Spyware for mobile phones is actually quite common. So far these tools have been used for a few years by individuals, often in a relationship, to track the other person’s activity.
An enterprising hacker though could take this a lot further. Your phone’s microphone could be used to record your telephone conversations. Does that sound farfetched? It’s not. The FBI has already utilized software to do this. This was confirmed by a US judge who approved the practice in 2006.
Just think how valuable a conversation between two prominent individuals would be to an attacker. Even a basic conversation between a client and the bank could be enough for an attacker to obtain personal data that could be used for identity theft. Boardroom discussions can provide valuable insider information to competitors, or used for insider trading on the stock exchange. The opportunities for a focused and tech-savvy group of fraudsters are enormous. So is the risk to end users.
There are a few limitations at present that make these attacks a little less appealing to hackers. The malware would need to be widespread for a viable yield – and that would mean analyzing thousands of hours of audio every day to mine nuggets of valuable information. The volume of information transferred would also be huge.
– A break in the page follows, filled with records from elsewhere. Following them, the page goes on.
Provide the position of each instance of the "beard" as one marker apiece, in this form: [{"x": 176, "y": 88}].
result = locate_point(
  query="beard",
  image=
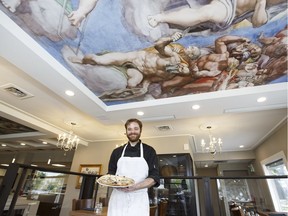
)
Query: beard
[{"x": 133, "y": 137}]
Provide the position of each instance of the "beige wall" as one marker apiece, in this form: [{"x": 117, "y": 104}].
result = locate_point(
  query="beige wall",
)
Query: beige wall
[
  {"x": 99, "y": 153},
  {"x": 274, "y": 144},
  {"x": 214, "y": 192}
]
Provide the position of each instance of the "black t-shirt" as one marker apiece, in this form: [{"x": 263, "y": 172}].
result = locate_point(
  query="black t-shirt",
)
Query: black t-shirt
[{"x": 149, "y": 155}]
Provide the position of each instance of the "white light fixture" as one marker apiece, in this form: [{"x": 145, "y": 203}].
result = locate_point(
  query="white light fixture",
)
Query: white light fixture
[
  {"x": 68, "y": 141},
  {"x": 214, "y": 144},
  {"x": 140, "y": 113},
  {"x": 261, "y": 99},
  {"x": 195, "y": 107},
  {"x": 69, "y": 93}
]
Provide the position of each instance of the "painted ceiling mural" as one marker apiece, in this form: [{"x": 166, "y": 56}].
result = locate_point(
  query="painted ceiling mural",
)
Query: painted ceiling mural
[{"x": 127, "y": 51}]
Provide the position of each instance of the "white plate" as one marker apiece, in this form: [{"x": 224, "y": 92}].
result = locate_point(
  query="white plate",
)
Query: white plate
[{"x": 114, "y": 186}]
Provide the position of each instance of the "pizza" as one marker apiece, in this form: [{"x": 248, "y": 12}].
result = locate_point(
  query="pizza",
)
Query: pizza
[{"x": 115, "y": 181}]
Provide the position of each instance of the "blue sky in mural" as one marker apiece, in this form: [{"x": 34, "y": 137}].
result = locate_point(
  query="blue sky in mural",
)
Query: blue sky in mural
[{"x": 105, "y": 30}]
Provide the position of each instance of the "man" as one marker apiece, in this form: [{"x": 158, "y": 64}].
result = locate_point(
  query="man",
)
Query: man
[
  {"x": 138, "y": 161},
  {"x": 220, "y": 14},
  {"x": 157, "y": 63}
]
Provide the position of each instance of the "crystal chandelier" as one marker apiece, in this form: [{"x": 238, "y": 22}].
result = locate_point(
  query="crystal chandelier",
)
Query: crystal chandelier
[
  {"x": 68, "y": 141},
  {"x": 215, "y": 144}
]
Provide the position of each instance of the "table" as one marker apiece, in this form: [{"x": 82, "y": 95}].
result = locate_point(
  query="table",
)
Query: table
[{"x": 87, "y": 213}]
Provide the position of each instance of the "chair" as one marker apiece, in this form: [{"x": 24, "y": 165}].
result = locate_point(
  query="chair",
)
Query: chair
[
  {"x": 153, "y": 209},
  {"x": 82, "y": 204},
  {"x": 162, "y": 208}
]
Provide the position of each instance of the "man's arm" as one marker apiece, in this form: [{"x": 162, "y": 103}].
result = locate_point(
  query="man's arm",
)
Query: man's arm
[
  {"x": 161, "y": 44},
  {"x": 260, "y": 16},
  {"x": 146, "y": 183},
  {"x": 222, "y": 42}
]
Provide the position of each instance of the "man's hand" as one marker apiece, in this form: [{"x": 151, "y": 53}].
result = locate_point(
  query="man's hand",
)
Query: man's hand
[{"x": 176, "y": 36}]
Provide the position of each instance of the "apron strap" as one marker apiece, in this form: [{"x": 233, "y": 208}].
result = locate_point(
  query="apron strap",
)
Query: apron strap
[
  {"x": 122, "y": 155},
  {"x": 141, "y": 150}
]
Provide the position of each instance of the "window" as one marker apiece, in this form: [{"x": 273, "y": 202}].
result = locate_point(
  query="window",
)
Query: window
[{"x": 276, "y": 165}]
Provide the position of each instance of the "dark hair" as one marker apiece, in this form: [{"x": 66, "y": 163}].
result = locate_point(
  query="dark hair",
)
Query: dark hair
[{"x": 133, "y": 120}]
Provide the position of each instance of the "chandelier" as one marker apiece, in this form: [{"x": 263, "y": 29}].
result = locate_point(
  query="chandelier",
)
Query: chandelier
[
  {"x": 68, "y": 141},
  {"x": 215, "y": 144}
]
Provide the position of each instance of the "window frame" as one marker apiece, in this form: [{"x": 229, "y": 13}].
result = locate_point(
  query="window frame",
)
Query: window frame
[{"x": 271, "y": 182}]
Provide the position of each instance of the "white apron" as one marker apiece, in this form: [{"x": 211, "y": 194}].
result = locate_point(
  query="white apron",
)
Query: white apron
[{"x": 130, "y": 203}]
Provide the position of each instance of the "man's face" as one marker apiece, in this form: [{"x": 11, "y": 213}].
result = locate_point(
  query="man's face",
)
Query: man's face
[
  {"x": 133, "y": 132},
  {"x": 192, "y": 51}
]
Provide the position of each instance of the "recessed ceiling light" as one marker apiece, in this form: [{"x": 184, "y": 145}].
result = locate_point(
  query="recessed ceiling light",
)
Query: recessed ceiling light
[
  {"x": 59, "y": 165},
  {"x": 261, "y": 99},
  {"x": 196, "y": 106},
  {"x": 69, "y": 93},
  {"x": 140, "y": 113}
]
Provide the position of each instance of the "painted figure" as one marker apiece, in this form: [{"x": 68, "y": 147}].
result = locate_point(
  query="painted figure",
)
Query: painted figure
[{"x": 220, "y": 14}]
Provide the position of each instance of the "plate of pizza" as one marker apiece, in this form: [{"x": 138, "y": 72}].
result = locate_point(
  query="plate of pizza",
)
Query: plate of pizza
[{"x": 115, "y": 181}]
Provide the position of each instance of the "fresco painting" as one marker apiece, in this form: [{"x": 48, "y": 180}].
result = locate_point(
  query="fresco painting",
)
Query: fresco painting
[{"x": 126, "y": 51}]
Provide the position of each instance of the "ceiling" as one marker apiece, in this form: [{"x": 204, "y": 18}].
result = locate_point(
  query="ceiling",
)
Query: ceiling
[{"x": 235, "y": 115}]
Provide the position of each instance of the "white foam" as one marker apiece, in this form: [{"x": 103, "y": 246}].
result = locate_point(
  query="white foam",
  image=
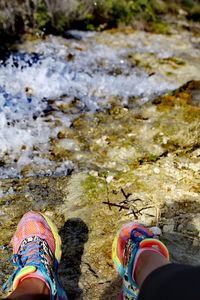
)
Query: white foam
[{"x": 88, "y": 76}]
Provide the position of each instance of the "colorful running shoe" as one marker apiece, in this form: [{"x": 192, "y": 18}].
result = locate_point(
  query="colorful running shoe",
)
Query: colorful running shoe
[
  {"x": 36, "y": 254},
  {"x": 130, "y": 241}
]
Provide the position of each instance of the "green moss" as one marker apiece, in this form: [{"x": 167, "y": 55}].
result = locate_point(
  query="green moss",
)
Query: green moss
[
  {"x": 159, "y": 27},
  {"x": 94, "y": 187}
]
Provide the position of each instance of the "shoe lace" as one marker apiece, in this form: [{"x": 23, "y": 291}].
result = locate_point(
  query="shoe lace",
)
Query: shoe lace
[{"x": 30, "y": 256}]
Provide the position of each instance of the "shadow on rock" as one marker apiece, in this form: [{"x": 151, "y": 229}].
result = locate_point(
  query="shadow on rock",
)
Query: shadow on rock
[{"x": 74, "y": 234}]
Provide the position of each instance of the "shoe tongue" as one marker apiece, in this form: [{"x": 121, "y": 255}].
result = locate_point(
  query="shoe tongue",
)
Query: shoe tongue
[{"x": 29, "y": 244}]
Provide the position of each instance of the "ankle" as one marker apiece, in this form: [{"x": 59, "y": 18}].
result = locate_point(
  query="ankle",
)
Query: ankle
[
  {"x": 31, "y": 287},
  {"x": 148, "y": 261}
]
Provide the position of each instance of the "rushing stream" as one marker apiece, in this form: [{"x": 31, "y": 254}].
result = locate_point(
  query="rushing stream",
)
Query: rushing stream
[
  {"x": 94, "y": 103},
  {"x": 48, "y": 83}
]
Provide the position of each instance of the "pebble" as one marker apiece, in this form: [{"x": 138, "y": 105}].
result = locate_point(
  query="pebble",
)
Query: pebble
[{"x": 168, "y": 228}]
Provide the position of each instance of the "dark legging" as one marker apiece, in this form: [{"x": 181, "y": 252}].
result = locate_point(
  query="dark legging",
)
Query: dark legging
[{"x": 172, "y": 282}]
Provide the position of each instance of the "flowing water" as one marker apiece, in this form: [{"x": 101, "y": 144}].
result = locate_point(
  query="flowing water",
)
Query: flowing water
[
  {"x": 48, "y": 83},
  {"x": 81, "y": 103}
]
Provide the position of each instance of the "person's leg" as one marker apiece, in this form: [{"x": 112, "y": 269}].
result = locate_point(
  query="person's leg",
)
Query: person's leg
[
  {"x": 136, "y": 252},
  {"x": 36, "y": 255},
  {"x": 32, "y": 289},
  {"x": 172, "y": 282},
  {"x": 143, "y": 263},
  {"x": 147, "y": 262}
]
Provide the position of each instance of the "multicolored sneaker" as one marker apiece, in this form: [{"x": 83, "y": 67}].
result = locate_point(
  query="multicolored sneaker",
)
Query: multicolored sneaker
[
  {"x": 36, "y": 254},
  {"x": 128, "y": 244}
]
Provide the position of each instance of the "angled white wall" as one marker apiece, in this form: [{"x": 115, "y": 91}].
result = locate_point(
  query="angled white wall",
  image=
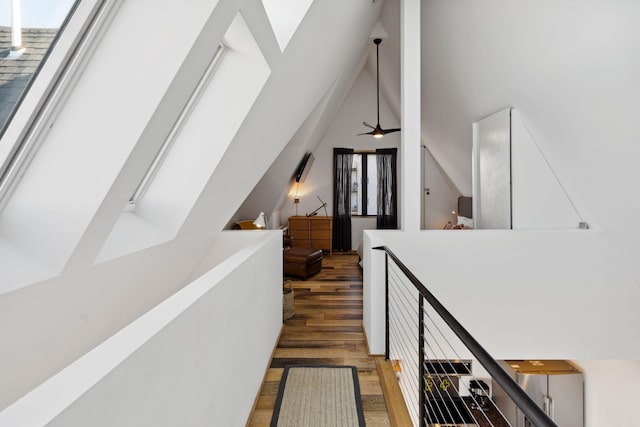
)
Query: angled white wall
[{"x": 568, "y": 75}]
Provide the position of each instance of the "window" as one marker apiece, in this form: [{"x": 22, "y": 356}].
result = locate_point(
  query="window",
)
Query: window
[
  {"x": 42, "y": 47},
  {"x": 364, "y": 184},
  {"x": 26, "y": 35},
  {"x": 373, "y": 186}
]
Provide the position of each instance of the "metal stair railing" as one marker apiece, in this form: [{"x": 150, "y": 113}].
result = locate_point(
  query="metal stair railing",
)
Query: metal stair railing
[{"x": 411, "y": 333}]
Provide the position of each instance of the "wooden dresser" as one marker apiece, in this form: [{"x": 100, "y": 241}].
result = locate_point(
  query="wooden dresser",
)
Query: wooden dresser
[{"x": 312, "y": 232}]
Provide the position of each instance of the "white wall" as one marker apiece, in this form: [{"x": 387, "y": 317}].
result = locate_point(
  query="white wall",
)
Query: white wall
[
  {"x": 610, "y": 388},
  {"x": 570, "y": 76},
  {"x": 442, "y": 197},
  {"x": 183, "y": 362}
]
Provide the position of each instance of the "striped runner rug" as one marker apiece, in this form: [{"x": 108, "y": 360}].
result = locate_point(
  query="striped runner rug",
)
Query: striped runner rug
[{"x": 318, "y": 396}]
These limitations could be mitigated by using good speech recognition technology. However, this technology, while being reasonably accurate, still cannot identify every single spoken word, even when a user is speaking clearly into a microphone. Accurately analyzing a conversation from a mobile phone sitting in one’s pocket, while possible, would be considerably more difficult because of all the noise distortion.
In recent years, the popularity of consoles has exploded and you can find one in almost every home. Today, consoles are used for much more than just gaming. They are, for example, increasingly used as media centers. Technologies like Kinect also increase the amount of hardware attached to these devices.
Gaining access to the devices attached to the consoles, such as microphones and webcams, is certainly possible. An attacker with time on his/her hands can take picture or record conversations, especially if there is an opportunity to blackmail the console’s owner.
That said, this is not very likely to occur any time soon. Consoles are quite well protected, with inbuilt measure to prevent unsigned software from running on the system. However, as consoles evolve to incorporate new technologies such as email, vulnerabilities will appear that could be exploited by malware creators.
Tablets have similar exploitable points as mobile devices. Tablets are becoming the ‘toy’ of choice in business and more and more employees are taking their devices to the office. Now, tablets connected to a network can pose as much of a threat as a laptop or networked PC does. Tablets are used in board meetings, corporate email, online banking and have confidential work-related data stored on them, and so on.
Although to date they have not proven to be a prime target for spyware creators, it does not mean it won’t happen. With millions of tablets sold monthly, that is one big ‘market’ for hackers to tap into! There is more potential in tablets for hackers than other devices because they are used more frequently for online transactions than, say, phones or consoles. People also tend to install a lot more software on their tablets than they do on their phone or console at home. The more software you install, the greater the risk of some form of spyware finding its way onto your device.
The same security and safety tips we have been talking about for over a decade still apply. Don’t install software from sources you don’t trust, and avoid falling for social engineering attacks that attempt to gain information or install spyware on your device. When it comes to mobile phones and tablets, however, there is another important safety precaution to take note of: never leave them unattended.
It is very easy for someone to install a spyware package once they have access to your device – so don’t let it out of your sight; and if you protect your mobile device with a password, always beware of your surroundings to ensure you don’t fall victim to shoulder surfing attacks.
Be prudent and a bit of healthy paranoia always helps. The more mobile phones, tablets and consoles become part of our lives and our daily activities the greater the chance that hackers will develop ways to try and gain access to them. Protect them as you would protect your PC.